Cobbled-together Kimchi

Farmers Market Napa and Home-grown Daikon Greens

Late in the Fall, I finally got around to a couple of things. One was admitting that the daikon I planted was never going to make roots. Most of the summer planting bolted almost immediately, and the few plants that didn't never managed more than cracked, deformed, and undersized chunks underground. The second thing was realizing that I had a head and a half of napa cabbage yet un-used in the fridge.

So, kimchi.

There are plenty of recipes online, a suprising number of which make no sense. Some, because they are in Korean, which I do not read. Others, because they are in American, and are fake or wrong.

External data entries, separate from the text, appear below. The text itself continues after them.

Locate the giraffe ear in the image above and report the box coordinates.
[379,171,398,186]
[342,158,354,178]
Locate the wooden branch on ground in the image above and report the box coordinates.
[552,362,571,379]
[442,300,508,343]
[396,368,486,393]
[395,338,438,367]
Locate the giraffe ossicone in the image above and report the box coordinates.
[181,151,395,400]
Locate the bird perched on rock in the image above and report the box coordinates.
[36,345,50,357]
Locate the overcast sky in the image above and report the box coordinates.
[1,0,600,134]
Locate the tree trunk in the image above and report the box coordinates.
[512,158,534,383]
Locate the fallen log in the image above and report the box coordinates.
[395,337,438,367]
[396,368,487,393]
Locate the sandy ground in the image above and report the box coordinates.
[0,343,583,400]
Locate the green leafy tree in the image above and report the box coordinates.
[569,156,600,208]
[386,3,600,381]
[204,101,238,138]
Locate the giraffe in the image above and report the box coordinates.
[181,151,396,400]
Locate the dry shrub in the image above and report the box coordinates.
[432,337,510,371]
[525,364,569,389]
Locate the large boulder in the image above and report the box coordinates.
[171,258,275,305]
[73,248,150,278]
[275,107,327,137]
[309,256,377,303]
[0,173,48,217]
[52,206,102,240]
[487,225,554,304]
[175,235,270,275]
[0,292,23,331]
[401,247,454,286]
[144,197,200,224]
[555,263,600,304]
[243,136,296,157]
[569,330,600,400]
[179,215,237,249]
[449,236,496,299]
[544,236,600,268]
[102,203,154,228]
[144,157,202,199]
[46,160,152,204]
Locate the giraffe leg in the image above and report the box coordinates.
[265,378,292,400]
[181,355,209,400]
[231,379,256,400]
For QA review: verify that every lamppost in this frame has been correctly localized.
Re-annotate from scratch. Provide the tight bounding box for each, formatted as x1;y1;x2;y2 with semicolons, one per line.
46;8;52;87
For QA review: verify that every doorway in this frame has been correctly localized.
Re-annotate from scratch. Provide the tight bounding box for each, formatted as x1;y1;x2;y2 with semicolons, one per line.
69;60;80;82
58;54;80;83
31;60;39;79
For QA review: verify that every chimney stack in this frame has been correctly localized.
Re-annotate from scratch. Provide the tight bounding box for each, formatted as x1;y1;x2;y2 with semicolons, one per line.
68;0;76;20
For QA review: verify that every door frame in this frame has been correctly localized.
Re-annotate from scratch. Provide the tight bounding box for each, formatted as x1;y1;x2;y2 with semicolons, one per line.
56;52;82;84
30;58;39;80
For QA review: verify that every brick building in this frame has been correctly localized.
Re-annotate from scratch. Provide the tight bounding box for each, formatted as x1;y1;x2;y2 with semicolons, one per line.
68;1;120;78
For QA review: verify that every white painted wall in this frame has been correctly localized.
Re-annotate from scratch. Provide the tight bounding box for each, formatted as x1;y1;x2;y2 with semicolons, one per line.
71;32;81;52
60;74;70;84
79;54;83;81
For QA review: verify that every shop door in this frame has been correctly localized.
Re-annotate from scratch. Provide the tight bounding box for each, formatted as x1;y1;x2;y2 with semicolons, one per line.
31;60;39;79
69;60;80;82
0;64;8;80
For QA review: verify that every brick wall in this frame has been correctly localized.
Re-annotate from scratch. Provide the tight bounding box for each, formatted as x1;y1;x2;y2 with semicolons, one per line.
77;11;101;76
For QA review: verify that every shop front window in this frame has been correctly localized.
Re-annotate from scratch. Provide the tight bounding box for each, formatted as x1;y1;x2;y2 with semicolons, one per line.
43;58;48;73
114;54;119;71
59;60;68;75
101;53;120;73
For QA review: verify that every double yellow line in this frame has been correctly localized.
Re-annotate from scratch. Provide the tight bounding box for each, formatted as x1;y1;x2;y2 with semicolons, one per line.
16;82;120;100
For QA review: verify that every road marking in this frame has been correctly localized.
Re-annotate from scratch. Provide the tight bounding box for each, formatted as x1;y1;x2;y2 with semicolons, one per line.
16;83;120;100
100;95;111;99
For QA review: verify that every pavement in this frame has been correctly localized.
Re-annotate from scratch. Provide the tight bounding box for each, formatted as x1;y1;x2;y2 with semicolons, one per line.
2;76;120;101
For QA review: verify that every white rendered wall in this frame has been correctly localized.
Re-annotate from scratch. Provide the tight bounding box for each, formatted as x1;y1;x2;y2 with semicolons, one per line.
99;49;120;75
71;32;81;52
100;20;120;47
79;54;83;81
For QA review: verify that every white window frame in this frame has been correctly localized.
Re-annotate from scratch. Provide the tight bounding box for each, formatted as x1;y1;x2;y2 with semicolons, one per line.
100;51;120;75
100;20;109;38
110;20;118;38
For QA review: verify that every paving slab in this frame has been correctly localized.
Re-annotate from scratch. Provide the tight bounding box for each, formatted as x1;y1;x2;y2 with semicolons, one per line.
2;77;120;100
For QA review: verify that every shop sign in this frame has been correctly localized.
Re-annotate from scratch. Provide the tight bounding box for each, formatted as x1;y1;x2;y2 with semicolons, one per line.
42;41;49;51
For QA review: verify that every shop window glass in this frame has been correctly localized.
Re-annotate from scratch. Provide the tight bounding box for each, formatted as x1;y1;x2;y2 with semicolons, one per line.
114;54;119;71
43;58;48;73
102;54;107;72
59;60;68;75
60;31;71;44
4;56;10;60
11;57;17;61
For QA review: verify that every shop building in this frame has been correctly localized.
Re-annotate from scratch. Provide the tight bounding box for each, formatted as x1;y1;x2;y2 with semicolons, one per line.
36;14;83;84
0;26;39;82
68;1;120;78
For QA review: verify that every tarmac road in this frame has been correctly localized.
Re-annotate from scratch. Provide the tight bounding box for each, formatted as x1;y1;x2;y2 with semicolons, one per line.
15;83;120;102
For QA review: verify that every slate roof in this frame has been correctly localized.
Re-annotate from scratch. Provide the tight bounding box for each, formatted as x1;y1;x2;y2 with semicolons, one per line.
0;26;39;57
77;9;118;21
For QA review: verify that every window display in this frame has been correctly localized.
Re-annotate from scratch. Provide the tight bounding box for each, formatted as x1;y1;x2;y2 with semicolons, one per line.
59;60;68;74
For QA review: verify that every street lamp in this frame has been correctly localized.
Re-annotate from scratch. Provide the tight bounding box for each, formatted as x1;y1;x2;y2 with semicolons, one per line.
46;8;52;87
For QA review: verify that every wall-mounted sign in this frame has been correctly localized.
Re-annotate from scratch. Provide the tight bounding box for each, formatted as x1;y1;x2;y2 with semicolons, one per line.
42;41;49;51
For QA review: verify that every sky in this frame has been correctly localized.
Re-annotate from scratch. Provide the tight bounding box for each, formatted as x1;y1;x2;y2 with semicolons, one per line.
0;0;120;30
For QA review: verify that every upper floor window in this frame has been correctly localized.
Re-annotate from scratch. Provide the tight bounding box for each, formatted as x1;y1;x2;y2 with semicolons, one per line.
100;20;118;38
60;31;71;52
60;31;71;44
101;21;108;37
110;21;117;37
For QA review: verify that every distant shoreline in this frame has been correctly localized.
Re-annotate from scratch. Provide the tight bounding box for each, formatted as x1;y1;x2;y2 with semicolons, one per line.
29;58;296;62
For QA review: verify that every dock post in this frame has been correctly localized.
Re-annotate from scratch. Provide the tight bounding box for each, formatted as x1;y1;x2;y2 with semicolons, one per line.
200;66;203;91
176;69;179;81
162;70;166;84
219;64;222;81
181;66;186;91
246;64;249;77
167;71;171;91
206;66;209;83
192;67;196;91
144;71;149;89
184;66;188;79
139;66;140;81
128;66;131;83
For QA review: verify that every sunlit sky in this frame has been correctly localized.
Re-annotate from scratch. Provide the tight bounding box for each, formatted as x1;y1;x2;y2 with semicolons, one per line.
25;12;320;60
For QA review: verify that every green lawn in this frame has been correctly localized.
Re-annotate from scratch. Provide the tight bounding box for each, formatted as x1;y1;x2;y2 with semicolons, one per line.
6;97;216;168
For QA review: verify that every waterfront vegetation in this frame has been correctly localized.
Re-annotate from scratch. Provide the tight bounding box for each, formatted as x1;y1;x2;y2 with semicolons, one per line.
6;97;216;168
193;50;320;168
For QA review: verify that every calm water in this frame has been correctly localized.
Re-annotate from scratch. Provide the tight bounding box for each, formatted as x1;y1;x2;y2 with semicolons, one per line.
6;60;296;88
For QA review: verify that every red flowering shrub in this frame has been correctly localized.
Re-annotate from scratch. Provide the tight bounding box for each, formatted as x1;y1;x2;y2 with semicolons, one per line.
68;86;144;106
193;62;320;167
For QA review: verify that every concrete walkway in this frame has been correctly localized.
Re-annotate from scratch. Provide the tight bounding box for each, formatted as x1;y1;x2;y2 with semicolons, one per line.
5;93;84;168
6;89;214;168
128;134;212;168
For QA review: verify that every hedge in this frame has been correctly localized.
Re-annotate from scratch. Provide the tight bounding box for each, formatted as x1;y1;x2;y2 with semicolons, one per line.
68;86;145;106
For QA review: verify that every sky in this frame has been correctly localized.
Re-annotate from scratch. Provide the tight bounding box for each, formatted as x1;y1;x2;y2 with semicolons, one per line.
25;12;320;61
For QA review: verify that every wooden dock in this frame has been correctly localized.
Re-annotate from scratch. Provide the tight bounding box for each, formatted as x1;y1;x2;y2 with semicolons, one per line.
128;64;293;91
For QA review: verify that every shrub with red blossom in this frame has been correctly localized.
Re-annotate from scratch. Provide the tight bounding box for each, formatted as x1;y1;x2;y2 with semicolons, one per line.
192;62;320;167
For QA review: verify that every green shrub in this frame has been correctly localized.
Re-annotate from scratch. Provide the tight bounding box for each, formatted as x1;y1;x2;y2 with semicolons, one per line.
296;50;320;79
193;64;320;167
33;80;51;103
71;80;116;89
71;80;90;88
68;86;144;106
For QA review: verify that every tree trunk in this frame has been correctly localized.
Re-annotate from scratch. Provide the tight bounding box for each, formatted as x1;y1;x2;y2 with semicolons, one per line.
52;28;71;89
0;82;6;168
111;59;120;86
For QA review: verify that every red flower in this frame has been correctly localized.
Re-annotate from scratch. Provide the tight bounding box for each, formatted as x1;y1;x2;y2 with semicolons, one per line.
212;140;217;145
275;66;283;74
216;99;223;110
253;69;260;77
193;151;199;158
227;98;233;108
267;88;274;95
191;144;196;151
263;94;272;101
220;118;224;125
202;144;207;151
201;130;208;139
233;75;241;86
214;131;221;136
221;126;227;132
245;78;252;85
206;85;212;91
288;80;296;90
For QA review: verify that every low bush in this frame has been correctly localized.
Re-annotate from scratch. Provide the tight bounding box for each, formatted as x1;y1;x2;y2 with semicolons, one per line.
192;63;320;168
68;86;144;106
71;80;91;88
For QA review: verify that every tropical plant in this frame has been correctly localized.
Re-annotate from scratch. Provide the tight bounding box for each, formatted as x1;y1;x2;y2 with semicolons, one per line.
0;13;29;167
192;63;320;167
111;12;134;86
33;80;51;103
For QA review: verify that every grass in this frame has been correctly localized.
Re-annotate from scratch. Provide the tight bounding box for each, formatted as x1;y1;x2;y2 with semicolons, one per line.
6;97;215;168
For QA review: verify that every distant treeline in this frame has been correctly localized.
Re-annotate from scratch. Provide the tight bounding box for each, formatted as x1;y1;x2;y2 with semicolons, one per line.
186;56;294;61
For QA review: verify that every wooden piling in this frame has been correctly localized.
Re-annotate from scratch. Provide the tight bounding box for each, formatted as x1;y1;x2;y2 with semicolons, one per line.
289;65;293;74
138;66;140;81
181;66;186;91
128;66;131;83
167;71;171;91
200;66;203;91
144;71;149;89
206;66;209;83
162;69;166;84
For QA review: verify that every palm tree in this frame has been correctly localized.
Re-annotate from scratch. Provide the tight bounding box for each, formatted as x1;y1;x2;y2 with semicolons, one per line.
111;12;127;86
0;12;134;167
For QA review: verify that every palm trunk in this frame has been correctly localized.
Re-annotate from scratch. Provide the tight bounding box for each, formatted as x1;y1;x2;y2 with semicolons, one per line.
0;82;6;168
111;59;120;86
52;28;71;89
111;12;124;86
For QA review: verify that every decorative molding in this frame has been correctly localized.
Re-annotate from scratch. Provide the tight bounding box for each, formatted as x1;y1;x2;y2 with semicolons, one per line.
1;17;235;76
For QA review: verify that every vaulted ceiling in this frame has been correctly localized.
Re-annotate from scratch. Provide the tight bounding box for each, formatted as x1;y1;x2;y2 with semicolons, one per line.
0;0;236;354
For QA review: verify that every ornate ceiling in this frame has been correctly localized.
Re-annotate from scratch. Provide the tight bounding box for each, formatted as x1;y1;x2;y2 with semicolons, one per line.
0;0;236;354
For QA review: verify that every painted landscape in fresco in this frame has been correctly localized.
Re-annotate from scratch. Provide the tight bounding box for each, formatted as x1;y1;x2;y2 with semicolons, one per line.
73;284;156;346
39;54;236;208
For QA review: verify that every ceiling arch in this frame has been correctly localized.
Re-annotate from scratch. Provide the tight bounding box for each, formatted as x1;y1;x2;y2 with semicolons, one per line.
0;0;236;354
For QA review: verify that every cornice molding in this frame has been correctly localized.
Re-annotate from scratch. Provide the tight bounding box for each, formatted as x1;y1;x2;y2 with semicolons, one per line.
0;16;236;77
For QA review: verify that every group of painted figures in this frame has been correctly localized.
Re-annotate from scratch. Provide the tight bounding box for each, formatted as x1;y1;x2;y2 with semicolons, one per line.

So I searched some more, and dredged up old emailed advice from a Korean friend of an Irish friend. This boiled down to: sweet rice flour is a good aid to fermentation, and you should use the greens you have.

Rinsing away the salt
So I stripped the greens off the straggling remnant of my failed daikon crop, a couple of stray mustard plants, and cut up the napa cabbage, then tossed it with kosher salt. Pressed out the liquid and rinsed repeatedly to get rid of (most of) the salt.

And so it begins.
Then I chopped in a mix of home-grown garlic and chilis (cayenne-ish, although NW peppers never seem to get as hot, and these were old), some store-bought dried ancho chilis (with their tobacco-raisin dimensions), and...maybe that's it. Except for the rice flour porridge, which I'm guessing is food to kick-start the microbes. Mexican anchos, Japanese rice flour, and bastard mustard may not be authentically Korean (also, I guess people used to fermenting in an onggi might look askance at my salvaged crock-pot), but somehow I imagined that using what was handy and seasonal would be acceptable to a fair proportion of Korean grandmothers, so I went with it.

The non-photogenic end result.

And before too long, I had the above. Not tongue-blisteringly hot, and oddly smoky due to the anchos, but tangy and tasty. These greens will not go bad, or be wasted. It's not bad, and that is good. It's probably even good for me. Hope so, because I've got a half gallon of the stuff.